A 4-Year Prospective Clinical and Radiological Study of Maxillary Dental Implants Supporting Single-Tooth Crowns Using Early and Delayed Loading Proto

Ilser Turkyilmaz DDS, PhD, Mehmet Avci DDS, PhD, Serkan Kuran DDS, Esma Nida Ozbek DDS (2007)
A 4-Year Prospective Clinical and Radiological Study of Maxillary Dental Implants Supporting Single-Tooth Crowns Using Early and Delayed Loading Protocols
Clinical Implant Dentistry and Related Research 9 (4), 222–227.
doi:10.1111/j.1708-8208.2007.00045.x


Background: Recent studies have showed that immediate/early loading of dental implants is a clinically feasible concept with results similar to those for standard two-stage procedures, especially in the mandible. However, there are only a few studies regarding the immediate/early loading of maxillary implants supporting single-tooth crowns.

Purpose: The aim of this study was to compare the clinical and radiological outcomes of early- and delayed-loaded dental implants supporting single-tooth crowns in the maxilla.

Materials and Methods: Twenty-nine patients were consecutively treated between 2000 and 2002 with 59 BrÄnemark System MK III TiUnite implants (Nobel Biocare AB, Göteborg, Sweden) in the maxilla. Two groups were formed according to the loading protocols. In the test group, definitive implant-supported single crowns were delivered to 19 patients 6 weeks after the implant placement. In the control group, definitive implant-supported single crowns were delivered to 10 patients 6 months after the implant placement. Clinical and radiographic parameters were recorded at baseline, 1 to 4 years. Implant stability measurements have only been performed at 4-year follow-up recall.

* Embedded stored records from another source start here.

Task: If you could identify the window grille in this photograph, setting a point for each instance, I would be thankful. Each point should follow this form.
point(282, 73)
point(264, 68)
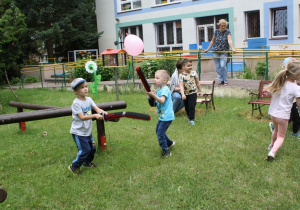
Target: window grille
point(279, 22)
point(252, 24)
point(169, 36)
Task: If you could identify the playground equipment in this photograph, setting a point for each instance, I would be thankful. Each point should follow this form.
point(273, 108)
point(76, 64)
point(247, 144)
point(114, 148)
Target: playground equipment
point(114, 58)
point(91, 67)
point(46, 112)
point(151, 101)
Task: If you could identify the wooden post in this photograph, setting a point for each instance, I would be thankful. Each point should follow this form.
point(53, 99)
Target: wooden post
point(22, 125)
point(101, 134)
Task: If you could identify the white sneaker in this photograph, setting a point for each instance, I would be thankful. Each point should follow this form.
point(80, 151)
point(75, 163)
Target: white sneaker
point(271, 156)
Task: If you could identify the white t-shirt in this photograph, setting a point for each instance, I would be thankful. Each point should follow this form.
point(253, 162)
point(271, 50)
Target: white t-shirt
point(281, 103)
point(82, 127)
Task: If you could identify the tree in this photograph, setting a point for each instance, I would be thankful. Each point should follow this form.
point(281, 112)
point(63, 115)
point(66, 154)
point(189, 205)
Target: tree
point(62, 25)
point(12, 27)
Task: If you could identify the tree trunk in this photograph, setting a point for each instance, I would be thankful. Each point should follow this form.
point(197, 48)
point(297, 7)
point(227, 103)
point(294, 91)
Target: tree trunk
point(49, 46)
point(9, 85)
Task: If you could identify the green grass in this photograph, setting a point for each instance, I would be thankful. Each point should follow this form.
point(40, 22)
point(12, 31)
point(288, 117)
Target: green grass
point(217, 164)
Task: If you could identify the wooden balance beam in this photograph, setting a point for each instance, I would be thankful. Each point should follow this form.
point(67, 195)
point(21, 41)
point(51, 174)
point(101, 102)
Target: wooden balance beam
point(47, 112)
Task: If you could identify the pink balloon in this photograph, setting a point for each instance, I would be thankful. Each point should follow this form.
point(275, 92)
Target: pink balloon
point(133, 45)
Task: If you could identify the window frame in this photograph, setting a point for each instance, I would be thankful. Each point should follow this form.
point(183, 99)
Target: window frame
point(121, 2)
point(165, 40)
point(272, 36)
point(122, 33)
point(165, 2)
point(198, 26)
point(246, 24)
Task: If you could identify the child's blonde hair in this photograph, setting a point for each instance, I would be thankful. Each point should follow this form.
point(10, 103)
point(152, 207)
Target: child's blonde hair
point(292, 71)
point(164, 73)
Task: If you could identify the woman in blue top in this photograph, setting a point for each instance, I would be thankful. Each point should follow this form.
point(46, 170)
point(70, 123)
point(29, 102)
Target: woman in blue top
point(221, 41)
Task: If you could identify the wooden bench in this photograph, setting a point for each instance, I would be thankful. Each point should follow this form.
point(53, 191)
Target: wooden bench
point(261, 98)
point(208, 97)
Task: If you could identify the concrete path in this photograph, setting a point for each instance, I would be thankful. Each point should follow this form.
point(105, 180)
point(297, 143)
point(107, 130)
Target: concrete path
point(232, 83)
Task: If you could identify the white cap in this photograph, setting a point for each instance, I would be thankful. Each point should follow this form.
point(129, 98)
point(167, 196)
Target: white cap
point(77, 82)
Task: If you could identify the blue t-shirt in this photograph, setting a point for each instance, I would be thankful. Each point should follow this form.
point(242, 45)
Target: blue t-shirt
point(165, 110)
point(221, 42)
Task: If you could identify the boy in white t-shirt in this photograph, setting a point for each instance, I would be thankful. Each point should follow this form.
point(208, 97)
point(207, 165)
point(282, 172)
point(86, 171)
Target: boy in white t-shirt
point(81, 128)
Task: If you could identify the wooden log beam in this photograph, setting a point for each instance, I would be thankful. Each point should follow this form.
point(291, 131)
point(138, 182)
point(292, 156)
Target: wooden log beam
point(30, 106)
point(53, 113)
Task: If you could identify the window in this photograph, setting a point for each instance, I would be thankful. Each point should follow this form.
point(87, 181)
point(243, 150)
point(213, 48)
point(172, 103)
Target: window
point(279, 23)
point(164, 1)
point(252, 24)
point(136, 30)
point(206, 27)
point(169, 36)
point(130, 4)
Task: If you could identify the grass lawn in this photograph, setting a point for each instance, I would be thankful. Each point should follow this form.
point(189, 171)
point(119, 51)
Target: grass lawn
point(217, 164)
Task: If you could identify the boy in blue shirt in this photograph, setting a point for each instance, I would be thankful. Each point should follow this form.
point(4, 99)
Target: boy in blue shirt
point(164, 109)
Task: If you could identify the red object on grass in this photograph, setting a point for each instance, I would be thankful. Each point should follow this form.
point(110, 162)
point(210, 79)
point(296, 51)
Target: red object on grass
point(103, 142)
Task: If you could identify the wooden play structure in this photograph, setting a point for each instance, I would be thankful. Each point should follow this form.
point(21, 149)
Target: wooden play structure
point(47, 112)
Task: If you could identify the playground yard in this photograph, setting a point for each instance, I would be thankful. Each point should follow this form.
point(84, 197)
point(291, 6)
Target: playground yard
point(217, 164)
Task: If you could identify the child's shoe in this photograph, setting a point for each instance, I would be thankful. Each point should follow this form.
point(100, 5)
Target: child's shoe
point(192, 122)
point(165, 154)
point(271, 156)
point(271, 126)
point(90, 165)
point(75, 171)
point(296, 135)
point(270, 147)
point(171, 144)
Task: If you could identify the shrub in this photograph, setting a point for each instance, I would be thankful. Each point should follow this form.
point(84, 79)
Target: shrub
point(106, 73)
point(260, 69)
point(31, 79)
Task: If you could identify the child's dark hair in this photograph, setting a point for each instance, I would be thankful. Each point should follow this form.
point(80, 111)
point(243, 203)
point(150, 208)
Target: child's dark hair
point(185, 61)
point(179, 65)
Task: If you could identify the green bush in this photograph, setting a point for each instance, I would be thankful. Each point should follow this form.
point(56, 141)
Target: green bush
point(106, 73)
point(124, 72)
point(31, 79)
point(260, 69)
point(15, 81)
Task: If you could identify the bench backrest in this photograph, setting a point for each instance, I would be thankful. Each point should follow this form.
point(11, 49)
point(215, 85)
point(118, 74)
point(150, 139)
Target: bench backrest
point(261, 93)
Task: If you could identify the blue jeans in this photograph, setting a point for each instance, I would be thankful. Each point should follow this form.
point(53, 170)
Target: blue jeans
point(221, 66)
point(163, 139)
point(86, 151)
point(177, 102)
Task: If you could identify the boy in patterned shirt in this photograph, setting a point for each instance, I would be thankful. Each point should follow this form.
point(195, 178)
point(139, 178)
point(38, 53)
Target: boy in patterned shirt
point(189, 83)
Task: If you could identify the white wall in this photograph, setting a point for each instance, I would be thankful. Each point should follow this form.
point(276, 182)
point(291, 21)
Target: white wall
point(106, 22)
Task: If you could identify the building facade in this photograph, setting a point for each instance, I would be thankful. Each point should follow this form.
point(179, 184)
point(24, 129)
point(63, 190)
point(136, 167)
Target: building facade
point(167, 25)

Results: Overall, three implants were lost during the study period. Two implants were lost in the test group including 36 implants, which indicated a survival rate of 94.4%. One of the lost implants was replaced and then osseointegrated successfully. One implant was lost in the control group during the healing period, which indicated a survival rate of 95.7%. The average marginal bone loss was 1.11 mm for 56 implants after 4 years. There were no significant differences in marginal bone levels, insertion torque, and resonance frequency values between the two groups.

Conclusion: The results of this study indicate that 6 weeks of early loading period for TiUnite-surface titanium implants in the maxilla is reliable and predictable for this patient population and may offer an alternative to the standard loading protocol.